This is a guest post by Lynn ElHarake, research associate for the Women and Foreign Policy program at the Council on Foreign Relations.
“Africa is now the world’s youngest continent,” writes Makhtar Diop, vice president for Africa at the World Bank. “These young people have high expectations, and African policy makers are increasingly concerned about how to meet them.”
Diop’s words open a new report from the World Bank on Youth Employment in Sub-Saharan Africa. The report was released just days after the end of the 2014 World Economic Forum, where Africa’s U.S. $2 trillion economy was a hot topic for discussion. Experts predict the continent will hold 25 percent of the global workforce by 2050, and with rising GDPs, large government investments in education, and a booming mobile industry, economic development is only expected to accelerate.
Much of this growth will be driven by Africa’s young population who hold the potential to transform not only Africa’s economy, but the world’s as well. As many as eleven million African youth are expected to enter the job market each year for the next decade, and 362 million youth expected to call the continent home by 2050.

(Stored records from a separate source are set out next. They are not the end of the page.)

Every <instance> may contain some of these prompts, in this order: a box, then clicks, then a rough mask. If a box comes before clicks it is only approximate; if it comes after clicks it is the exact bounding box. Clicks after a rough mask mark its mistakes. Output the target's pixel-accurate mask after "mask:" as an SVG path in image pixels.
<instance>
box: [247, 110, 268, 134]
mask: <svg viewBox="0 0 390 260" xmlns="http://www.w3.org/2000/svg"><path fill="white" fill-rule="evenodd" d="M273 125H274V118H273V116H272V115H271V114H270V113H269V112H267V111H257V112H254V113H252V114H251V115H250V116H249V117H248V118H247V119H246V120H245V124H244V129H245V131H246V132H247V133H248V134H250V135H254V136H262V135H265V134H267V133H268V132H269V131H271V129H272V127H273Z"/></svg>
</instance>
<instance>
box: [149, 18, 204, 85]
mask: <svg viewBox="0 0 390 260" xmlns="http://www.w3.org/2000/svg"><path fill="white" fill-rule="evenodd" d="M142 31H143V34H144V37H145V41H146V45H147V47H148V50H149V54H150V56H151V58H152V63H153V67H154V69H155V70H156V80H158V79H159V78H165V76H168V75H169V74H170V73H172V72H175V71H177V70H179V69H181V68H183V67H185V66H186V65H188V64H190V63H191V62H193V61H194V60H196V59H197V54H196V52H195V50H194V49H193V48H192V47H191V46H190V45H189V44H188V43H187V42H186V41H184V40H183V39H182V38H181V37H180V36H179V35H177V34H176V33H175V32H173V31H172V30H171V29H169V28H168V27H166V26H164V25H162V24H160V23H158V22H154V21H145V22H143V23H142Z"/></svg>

As African youth continue to move into the economy, one group’s road to employment will prove especially difficult: women. For young women, finding work means transitioning from education to employment and asserting control over their own future. Due to social and economic gender disparities (including education, health, political participation, and finance) women are usually unable to compete in markets and are left to earn less than their male counterparts.
The World Bank report recommends cultivating a business environment that provides better opportunities for young men and women. Government-sponsored education and vocational training can prepare youth for sectors like agriculture, nonfarm household enterprises, and modern wage employment. Banking systems should provide services for young people that give them greater access to capital, credit, and savings, while land laws in agriculture should allow youth to own and manage farms. Both local and international investors should support the informal sector, which contributes to 55 percent of Sub-Saharan Africa (SSA)’s GDP and 80 percent of the labor force. Where the benefits outweigh the costs, infrastructure development in rural areas should be prioritized.
While women experience unique challenges, ensuring inclusive opportunities—such as extended education, less restrictive land laws, and financial inclusion—for male and female youth will open new doors for women. African women have already proven that they can contribute to their economy: female labor force participation in SSA is the highest in the world, and female entrepreneurs are surpassing their peers in entrepreneurial activity. Technology has given women increased access to financial services, allowing them to gain credit and reserve savings more easily than ever before.
Taking on youth unemployment may seem daunting, but the social and economic returns will pay great dividends. In order to ensure stability and sustain growth in African private and public sectors, policy must inspire job opportunities and home-grown entrepreneurship. If Africa is to reach its full economic potential, governments, foreign aid donors, and local populations alike must work to move women, especially young women, into the work force.